John Hays, an attorney for Codell, said the company was surprised about the notices for judicial centers that aren't yet under construction.
"Codell has provided to these counties and AOC ...bonds for 100 percent of its fees during the pre-construction phases of the project, as AOC directed," Hays wrote in an e-mail Tuesday. "Codell intends to ask the counties to clarify the grounds for the notices of default before deciding how to respond."
Under a previous understanding with the Administrative Office of the Courts, construction managers were allowed to bond only their fee, about 5 percent of the construction costs, despite language in their contracts and in state law that requires bonds of 100 percent. Instead, the companies required 100 percent bonds from all their subcontractors.
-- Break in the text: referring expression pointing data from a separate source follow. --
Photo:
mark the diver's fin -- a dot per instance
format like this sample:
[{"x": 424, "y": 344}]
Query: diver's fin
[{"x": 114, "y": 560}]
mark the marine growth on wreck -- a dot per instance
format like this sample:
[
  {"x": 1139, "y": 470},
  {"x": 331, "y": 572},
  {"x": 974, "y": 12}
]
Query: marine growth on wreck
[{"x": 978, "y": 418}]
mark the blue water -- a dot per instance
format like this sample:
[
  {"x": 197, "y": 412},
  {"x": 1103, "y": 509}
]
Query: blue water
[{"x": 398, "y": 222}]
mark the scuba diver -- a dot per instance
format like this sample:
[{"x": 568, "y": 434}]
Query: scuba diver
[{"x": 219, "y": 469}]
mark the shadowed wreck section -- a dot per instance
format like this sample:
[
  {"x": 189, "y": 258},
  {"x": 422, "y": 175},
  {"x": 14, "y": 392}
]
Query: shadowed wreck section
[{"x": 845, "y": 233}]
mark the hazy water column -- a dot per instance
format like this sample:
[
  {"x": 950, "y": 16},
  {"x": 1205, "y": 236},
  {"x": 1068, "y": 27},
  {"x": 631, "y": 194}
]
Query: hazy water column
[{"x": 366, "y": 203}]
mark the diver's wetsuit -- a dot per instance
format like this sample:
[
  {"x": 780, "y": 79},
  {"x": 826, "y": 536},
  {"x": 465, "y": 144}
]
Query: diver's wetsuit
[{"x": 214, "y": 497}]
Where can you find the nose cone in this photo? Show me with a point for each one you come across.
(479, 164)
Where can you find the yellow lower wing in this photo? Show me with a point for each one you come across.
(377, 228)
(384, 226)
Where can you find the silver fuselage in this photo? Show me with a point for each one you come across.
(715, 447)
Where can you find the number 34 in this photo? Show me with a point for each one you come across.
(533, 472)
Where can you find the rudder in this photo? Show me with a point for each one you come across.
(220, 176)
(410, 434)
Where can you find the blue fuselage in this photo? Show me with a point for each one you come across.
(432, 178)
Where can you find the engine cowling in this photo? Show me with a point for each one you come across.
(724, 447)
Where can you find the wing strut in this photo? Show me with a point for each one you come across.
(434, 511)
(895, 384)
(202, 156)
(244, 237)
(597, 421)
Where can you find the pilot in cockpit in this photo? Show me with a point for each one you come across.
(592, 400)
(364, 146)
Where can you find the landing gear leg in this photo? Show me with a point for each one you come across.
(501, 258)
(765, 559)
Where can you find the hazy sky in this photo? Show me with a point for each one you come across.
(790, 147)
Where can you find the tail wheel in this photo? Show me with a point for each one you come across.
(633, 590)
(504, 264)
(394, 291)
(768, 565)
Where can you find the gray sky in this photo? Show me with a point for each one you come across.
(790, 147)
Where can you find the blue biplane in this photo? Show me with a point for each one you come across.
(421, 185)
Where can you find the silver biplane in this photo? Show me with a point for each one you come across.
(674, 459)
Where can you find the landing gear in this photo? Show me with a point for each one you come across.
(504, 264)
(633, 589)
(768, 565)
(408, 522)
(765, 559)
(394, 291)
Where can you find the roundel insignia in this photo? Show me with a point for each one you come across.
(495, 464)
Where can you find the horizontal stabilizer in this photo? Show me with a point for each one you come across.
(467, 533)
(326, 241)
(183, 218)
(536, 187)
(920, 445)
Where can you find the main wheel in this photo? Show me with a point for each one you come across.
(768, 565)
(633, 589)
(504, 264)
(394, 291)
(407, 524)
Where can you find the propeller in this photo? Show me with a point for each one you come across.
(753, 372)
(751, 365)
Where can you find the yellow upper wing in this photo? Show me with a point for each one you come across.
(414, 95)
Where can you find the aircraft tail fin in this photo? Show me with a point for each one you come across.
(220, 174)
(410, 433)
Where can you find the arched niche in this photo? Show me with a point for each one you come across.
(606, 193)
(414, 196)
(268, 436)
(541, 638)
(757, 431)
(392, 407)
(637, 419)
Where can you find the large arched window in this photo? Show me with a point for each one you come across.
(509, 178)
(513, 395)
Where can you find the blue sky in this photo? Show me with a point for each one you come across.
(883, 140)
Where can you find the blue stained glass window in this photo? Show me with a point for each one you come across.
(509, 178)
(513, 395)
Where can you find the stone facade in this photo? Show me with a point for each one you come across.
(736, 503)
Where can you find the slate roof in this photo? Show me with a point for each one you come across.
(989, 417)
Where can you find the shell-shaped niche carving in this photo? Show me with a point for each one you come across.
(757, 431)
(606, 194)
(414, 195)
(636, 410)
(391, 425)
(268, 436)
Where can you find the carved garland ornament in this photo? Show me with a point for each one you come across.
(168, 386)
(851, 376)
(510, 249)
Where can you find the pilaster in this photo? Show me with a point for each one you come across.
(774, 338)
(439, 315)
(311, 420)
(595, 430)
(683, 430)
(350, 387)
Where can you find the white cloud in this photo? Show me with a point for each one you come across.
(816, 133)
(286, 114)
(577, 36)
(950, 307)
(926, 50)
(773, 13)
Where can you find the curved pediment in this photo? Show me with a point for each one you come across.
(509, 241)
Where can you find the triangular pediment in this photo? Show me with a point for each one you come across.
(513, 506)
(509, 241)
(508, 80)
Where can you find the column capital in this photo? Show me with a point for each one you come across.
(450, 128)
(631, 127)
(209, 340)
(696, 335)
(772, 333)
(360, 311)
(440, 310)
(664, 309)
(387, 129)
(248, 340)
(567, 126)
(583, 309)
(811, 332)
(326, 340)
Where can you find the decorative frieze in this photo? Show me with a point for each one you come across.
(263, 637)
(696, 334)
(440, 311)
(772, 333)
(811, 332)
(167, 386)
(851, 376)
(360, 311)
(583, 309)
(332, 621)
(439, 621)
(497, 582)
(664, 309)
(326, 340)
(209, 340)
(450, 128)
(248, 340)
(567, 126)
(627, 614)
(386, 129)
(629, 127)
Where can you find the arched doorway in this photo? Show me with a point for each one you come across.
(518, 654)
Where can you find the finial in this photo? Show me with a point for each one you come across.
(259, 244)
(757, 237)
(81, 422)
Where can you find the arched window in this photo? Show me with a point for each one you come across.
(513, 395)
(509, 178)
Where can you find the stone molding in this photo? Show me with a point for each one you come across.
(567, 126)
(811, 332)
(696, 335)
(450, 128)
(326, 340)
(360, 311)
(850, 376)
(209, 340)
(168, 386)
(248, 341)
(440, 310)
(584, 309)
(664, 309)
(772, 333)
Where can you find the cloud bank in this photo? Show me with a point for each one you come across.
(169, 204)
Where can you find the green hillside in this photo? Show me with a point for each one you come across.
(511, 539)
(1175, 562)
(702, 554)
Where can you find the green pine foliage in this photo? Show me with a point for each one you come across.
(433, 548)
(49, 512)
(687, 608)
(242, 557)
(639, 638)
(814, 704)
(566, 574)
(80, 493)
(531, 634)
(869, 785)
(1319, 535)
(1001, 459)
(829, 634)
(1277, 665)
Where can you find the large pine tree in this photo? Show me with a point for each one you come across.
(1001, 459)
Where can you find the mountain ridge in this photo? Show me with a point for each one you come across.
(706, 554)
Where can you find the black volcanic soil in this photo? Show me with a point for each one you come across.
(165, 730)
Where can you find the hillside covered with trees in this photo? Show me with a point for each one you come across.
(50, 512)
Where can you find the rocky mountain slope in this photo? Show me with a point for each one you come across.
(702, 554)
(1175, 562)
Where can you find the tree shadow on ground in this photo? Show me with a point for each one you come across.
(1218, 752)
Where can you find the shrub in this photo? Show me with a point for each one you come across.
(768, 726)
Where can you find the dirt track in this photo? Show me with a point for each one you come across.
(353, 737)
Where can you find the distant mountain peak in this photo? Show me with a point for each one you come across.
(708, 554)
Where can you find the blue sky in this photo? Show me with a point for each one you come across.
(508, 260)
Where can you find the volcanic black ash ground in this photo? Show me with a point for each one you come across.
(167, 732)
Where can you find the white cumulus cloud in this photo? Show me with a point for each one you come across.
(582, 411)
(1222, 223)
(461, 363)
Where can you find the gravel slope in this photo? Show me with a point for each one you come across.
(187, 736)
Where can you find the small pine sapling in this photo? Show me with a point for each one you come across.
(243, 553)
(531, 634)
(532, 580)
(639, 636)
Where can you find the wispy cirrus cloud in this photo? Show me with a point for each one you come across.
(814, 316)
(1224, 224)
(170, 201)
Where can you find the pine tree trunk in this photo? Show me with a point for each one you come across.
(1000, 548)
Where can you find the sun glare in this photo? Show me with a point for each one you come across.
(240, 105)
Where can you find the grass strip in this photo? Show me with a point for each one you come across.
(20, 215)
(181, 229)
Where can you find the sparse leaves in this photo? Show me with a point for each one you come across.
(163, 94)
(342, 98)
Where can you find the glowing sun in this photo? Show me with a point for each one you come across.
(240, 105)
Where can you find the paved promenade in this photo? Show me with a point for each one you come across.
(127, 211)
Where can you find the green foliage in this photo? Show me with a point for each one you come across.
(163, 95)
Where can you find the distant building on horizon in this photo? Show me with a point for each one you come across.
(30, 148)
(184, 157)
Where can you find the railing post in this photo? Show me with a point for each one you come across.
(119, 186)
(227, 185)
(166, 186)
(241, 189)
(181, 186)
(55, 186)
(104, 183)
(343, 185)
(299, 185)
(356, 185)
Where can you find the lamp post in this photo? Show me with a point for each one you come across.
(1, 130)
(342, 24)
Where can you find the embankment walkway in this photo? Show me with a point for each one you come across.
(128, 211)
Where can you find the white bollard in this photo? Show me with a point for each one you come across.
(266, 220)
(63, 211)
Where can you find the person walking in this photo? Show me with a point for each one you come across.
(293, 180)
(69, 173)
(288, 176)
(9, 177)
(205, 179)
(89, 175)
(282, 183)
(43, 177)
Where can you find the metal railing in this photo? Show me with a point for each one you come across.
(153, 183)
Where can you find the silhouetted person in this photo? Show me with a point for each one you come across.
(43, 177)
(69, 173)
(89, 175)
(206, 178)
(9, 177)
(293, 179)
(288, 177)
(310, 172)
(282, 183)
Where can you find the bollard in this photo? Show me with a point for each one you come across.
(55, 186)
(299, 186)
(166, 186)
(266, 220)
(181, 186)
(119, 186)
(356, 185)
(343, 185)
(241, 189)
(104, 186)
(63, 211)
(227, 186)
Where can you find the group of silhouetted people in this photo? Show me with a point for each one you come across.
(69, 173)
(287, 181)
Minton asked Geisen to investigate the AOC's building program after the Herald-Leader reported that Codell had been routinely allowed to bond only 5 percent of its work on the courthouse projects.
Garlan VanHook, the former facilities director for the AOC, resigned shortly after the Herald-Leader began questioning the process. In addition, his brother worked for Codell Construction.
On May 21, Minton and Geisen met with 25 county representatives about the bonding issue. According to minutes of the meeting, it was a very contentious discussion, with several judge-executives stating that the projects would be double-bonded if companies were required to have 100 percent bonds.
"It seemed like the AOC was getting hammered," recalled Hancock County Judge-Executive Jack McAslin, who sent a letter to Codell on Friday. Codell is managing construction of the new $8.3 million justice center in Hancock County. "If their rules and laws say the construction managers have to bond the amount of the whole project, that's what they need to do."
Codell has provided the 100 percent bonds on nine other courthouses that were already under construction or about to begin.
McAslin said that Codell had indicated it would provide the full amount of the bond, which protects the owner from possible default.
Franklin County Judge-Executive Ted Collins said he would send Codell a letter Tuesday about the bonding for the $20 million judicial center in Frankfort. He thinks the requirement is too onerous, he said, because even though Codell signed a contract, there is no site and no design for the building yet.
"It seems like it's a bit premature because we don't have a site or a building," he said.
Branscum Construction is building courthouses in Russell and Garrard counties, Alliance is building in Monroe and Rowan and Codell is the manager for courthouses in Allen, Breckinridge, Campbell, Carlisle, Franklin, Hancock, Mercer, Owen, Pike, Todd, Whitley and Wolfe counties.